In a Targeted Gene Expression sample, it is assumed that there are two classes of genes: genes from the target panel that are enriched by targeting, and non-targeted genes that constitute the background. Since the number of reads per gene in the sample before targeting is not known, standard approaches to directly calculate read enrichments are not available. Instead, the mean number of reads per UMI (or Mean Reads per UMI) for each gene is calculated, which serves as a proxy for read enrichment. The mean number of reads per UMI for a gene is closely related to the sequencing saturation for that gene (mean reads per UMI = 1/(1 - sequencing saturation)
, also see GEX Metrics). Given there are a finite number of UMIs per gene in a given sample, enrichment will tend to recover more UMIs from those genes as well as more PCR duplicates arising from those UMIs. Therefore enriched genes are likely to have greater sequencing saturation and greater mean reads per UMI.
In order to assess whether targeted genes were enriched in a given sample, the mean reads per UMI values are first calculated for all genes (both targeted and non-targeted genes). Only UMIs in cell-associated barcodes are used and only genes with at least 10 UMIs in cell barcodes are considered for this analysis. Cell Ranger then fits a two-component Gaussian Mixture Model to the mean reads per UMI distribution, grouping genes into one of two classes: enriched genes (those with higher mean reads per UMI) and non-enriched genes (those with lower mean reads per UMI). The numbers of targeted and non-targeted genes that are considered enriched by this method are shown in the Targeted Gene Expression Run Summary Targeted Enrichment dashboard.

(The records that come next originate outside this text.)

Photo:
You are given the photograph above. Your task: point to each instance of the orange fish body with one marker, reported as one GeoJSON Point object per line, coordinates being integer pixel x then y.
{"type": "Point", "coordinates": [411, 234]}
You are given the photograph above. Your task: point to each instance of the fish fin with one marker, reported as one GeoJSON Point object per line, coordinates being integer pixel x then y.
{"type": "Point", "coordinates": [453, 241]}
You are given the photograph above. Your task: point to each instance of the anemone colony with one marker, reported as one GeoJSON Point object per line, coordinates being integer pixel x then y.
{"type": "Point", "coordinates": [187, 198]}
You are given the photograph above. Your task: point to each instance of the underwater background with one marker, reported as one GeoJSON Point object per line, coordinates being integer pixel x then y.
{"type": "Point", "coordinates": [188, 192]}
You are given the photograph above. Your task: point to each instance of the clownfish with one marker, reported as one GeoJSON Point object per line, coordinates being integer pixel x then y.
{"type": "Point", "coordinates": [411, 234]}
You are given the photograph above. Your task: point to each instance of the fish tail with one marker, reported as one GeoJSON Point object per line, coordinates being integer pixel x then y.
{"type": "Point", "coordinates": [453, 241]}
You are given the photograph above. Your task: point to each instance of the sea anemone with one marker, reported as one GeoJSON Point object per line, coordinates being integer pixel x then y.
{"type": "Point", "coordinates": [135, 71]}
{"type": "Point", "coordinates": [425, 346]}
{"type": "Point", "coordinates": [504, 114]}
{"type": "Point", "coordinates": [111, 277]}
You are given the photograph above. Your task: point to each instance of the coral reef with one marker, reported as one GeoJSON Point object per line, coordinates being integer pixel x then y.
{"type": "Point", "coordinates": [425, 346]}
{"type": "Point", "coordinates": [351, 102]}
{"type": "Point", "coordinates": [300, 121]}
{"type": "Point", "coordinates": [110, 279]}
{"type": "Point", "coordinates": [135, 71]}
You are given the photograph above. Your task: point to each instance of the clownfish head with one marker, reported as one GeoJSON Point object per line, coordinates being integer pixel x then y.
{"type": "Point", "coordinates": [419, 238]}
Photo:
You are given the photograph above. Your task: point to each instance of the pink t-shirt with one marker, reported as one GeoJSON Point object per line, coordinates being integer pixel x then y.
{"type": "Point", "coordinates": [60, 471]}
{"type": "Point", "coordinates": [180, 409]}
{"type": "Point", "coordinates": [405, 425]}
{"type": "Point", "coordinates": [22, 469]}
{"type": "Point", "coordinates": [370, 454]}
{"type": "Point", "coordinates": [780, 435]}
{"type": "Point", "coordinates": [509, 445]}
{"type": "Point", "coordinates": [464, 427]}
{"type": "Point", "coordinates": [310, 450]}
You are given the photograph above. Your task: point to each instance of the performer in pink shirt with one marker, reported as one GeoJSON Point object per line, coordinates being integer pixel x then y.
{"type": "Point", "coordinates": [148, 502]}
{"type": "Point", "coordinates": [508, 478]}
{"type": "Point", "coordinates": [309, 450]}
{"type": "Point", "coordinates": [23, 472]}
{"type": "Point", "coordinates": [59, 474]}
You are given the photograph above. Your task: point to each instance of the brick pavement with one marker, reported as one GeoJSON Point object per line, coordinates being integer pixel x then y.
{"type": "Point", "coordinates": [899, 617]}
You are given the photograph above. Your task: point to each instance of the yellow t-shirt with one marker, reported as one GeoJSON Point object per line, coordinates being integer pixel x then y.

Cell Ranger may sometimes be unable to confidently assign genes as enriched or non-enriched using this method, particularly when there are too few targeted and/or non-targeted genes meeting the criteria above, or if sequencing saturation is too low. In these rare cases, enrichment calculations may be disabled, and the metrics reporting the number of genes enriched will be N/A
.
The computation of gene enrichments in targeted-compare is analogous to that described above, with one modification. When running targeted-compare, the parent sample read counts are known, allowing for direct calculation of read enrichments. Cell Ranger therefore uses the same Gaussian Mixture Model described above, substituting Mean Reads per UMI with Read Enrichments. Read Enrichments per Gene are calculated as (Number of reads in the Targeted Sample)/(Number of reads in the Parent Sample), after rescaling both samples to the same number of read pairs from Gene Expression libraries.